Monday, September 29, 2014

Thinking of yourself less



For the last few weeks I have been thinking what to write and it seemed nothing would come to me.  I wondered if I was just to stop writing for awhile and I still might.  I have ask my daughter to write some and she may.  Usually thoughts just come like pearls rolling around on the floor and I simply string them together.  I am doing really well mentally and I wonder if that is why I have no obsessive thoughts.  Some people on meds don't take them because they feel it keeps them from having gifts and talents.  Lots of talented people are mentally ill.  It is no surprise.  My daughter said so mom had you rather be talented and crazy or not and mentally sound.  Well of course I hated to see the gift of my writing go but there was no choice.  I loved having a sound mind after these few last months.  My doctor said my writing may change.  But I may still write.  I was very me focused and what did God want me to do now that my writing may end.

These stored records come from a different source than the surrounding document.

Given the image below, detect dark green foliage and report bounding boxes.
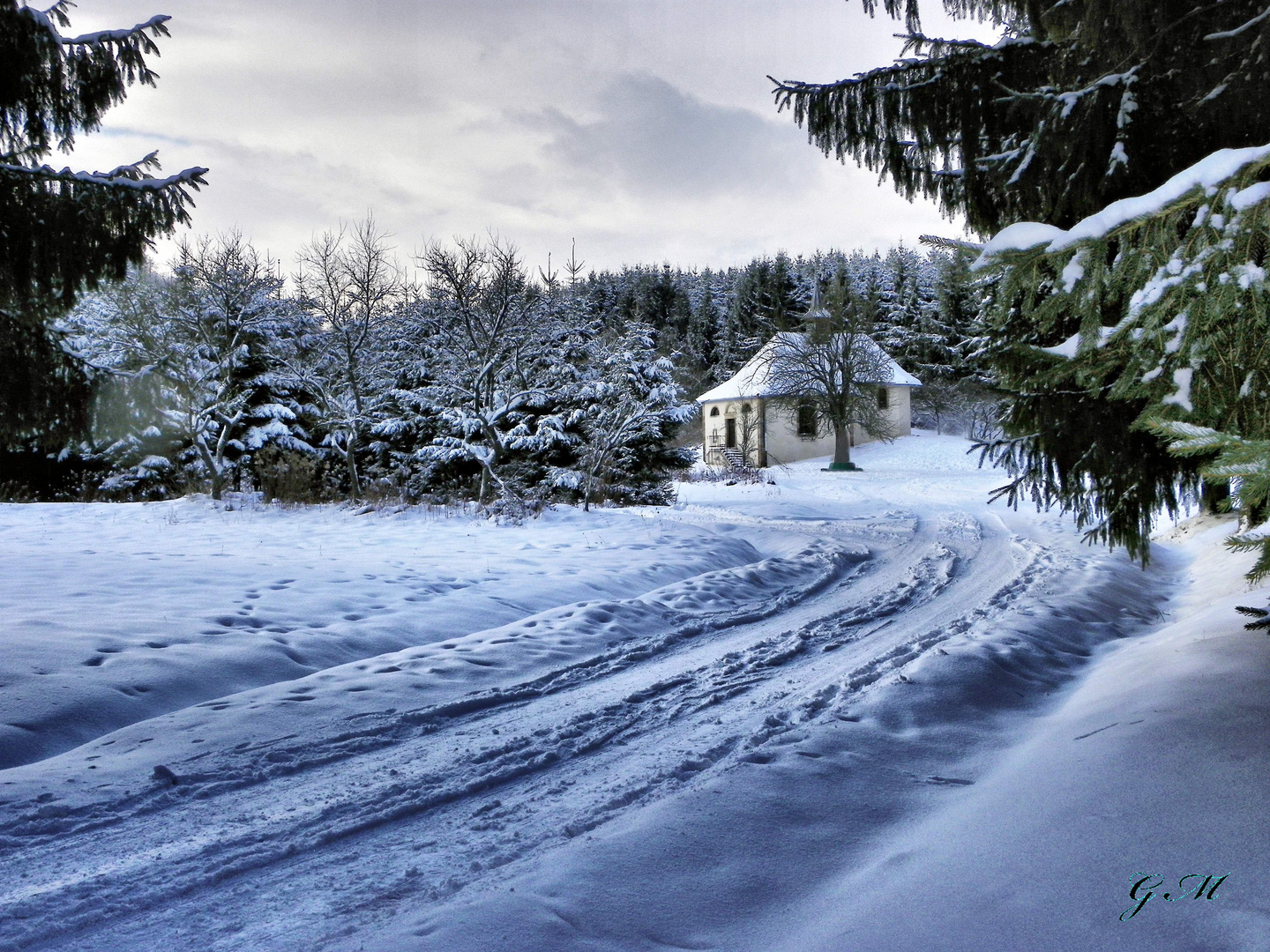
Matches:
[0,0,207,494]
[984,150,1270,566]
[776,0,1270,234]
[0,309,93,451]
[1235,606,1270,631]
[774,0,1270,559]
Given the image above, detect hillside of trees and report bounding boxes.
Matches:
[0,227,990,511]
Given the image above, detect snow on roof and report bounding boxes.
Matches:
[698,331,922,404]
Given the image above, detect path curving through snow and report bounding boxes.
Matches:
[0,436,1172,952]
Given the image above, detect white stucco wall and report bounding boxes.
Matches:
[701,387,913,465]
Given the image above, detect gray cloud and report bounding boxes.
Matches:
[62,0,990,268]
[525,72,817,198]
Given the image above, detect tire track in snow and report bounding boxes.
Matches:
[0,514,1102,941]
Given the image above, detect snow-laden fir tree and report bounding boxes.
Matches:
[566,324,695,509]
[412,239,580,507]
[0,0,207,466]
[291,217,407,499]
[66,233,307,499]
[981,146,1270,577]
[774,0,1270,554]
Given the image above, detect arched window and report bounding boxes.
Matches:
[797,400,817,439]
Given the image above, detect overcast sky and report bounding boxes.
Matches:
[69,0,982,275]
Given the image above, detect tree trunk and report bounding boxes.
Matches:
[833,424,851,470]
[344,436,362,499]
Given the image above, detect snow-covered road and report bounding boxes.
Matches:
[0,436,1188,952]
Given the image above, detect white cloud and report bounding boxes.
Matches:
[59,0,985,275]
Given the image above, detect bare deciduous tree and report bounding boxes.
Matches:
[295,216,409,499]
[418,237,569,504]
[766,271,894,470]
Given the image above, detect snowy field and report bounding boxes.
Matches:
[0,434,1270,952]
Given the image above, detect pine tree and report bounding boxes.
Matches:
[774,0,1270,557]
[983,146,1270,576]
[0,0,207,474]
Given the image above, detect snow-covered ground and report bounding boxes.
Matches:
[0,435,1270,952]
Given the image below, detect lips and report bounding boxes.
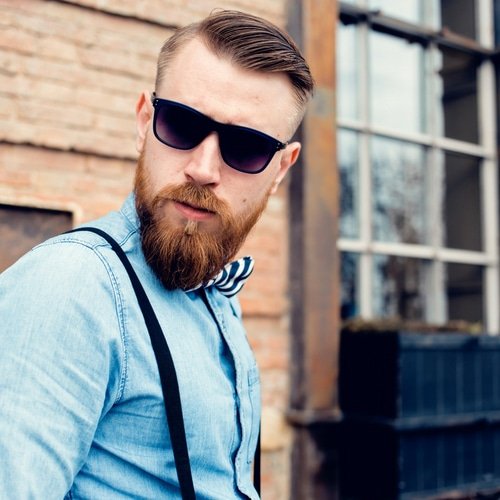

I thought of some other times I was me focused when I was in grade school.  I thought of first grade and my blue and white checked glasses and short hair.  Then there was junior hight school, when I had a cast on my leg and trying to walk upstairs.  Then as I entered high school and had a blemish on my face I was sure everyone was looking at and I knew would leave a huge scar.  These times did past and I was not the focus of my thoughts anymore.

Now the things that can bring me into focus is when I am suffering and times are hard.  I tend to look inward.  When I am wanting my own way and won't give up control.  When I am insecure and don't remember who I am and doubt everything about me.  When I wonder how I am living this christian life and if I am a success or failure.  I am worried about me.

I think of Peter, when Jesus called him out onto walk on the water.  It seemed impossible but he did begin to walk until he looked down, at his circumstances and to see how he was doing and he began to sink.  Jesus reached out for Peter.

C. S. Lewis said humility is not thinking less of yourself but thinkings of yourself less.  I use to put myself down all the time.  I had an overly sensitive conscience.  I thought I was always wrong.  I was afraid to fail.  I was not trusting God and I didn't know who I was in Christ and what He had done for me.  Oh I knew it in my head but not in my heart.  Not where I live every day.  I did not possess the things that would give me a humble confidence but I was filled with fear upon fear.  I seek the approval of others.

As I remember it is no longer I who live but Christ who lives in me, I remember it is the life of Christ that is living through me by His Spirit.  The same Spirit that lives in Jesus and the Father.  I am forever forgiven.  I am righteous with the righteousness of Christ.  I am loved with an unconditional love.  God is never disappointed in me because Jesus life is mine.  He is always for me and when He looks at me He sees the goodness of Jesus covered me.  He will be faithful to me no matter how I struggle and He will finish the work He has begun in me.  I am His most treasured creation.  A prize possession.  His grace is on display through me and I am to let it shine and give Him my best by trusting in His Son and His finished work on the cross for me.  He will never, ever let me go no matter how I blow it or how little faith I have because He declared it as finished.  I will receive the prize which is Jesus one day and when I see Him face to face I will be like Him.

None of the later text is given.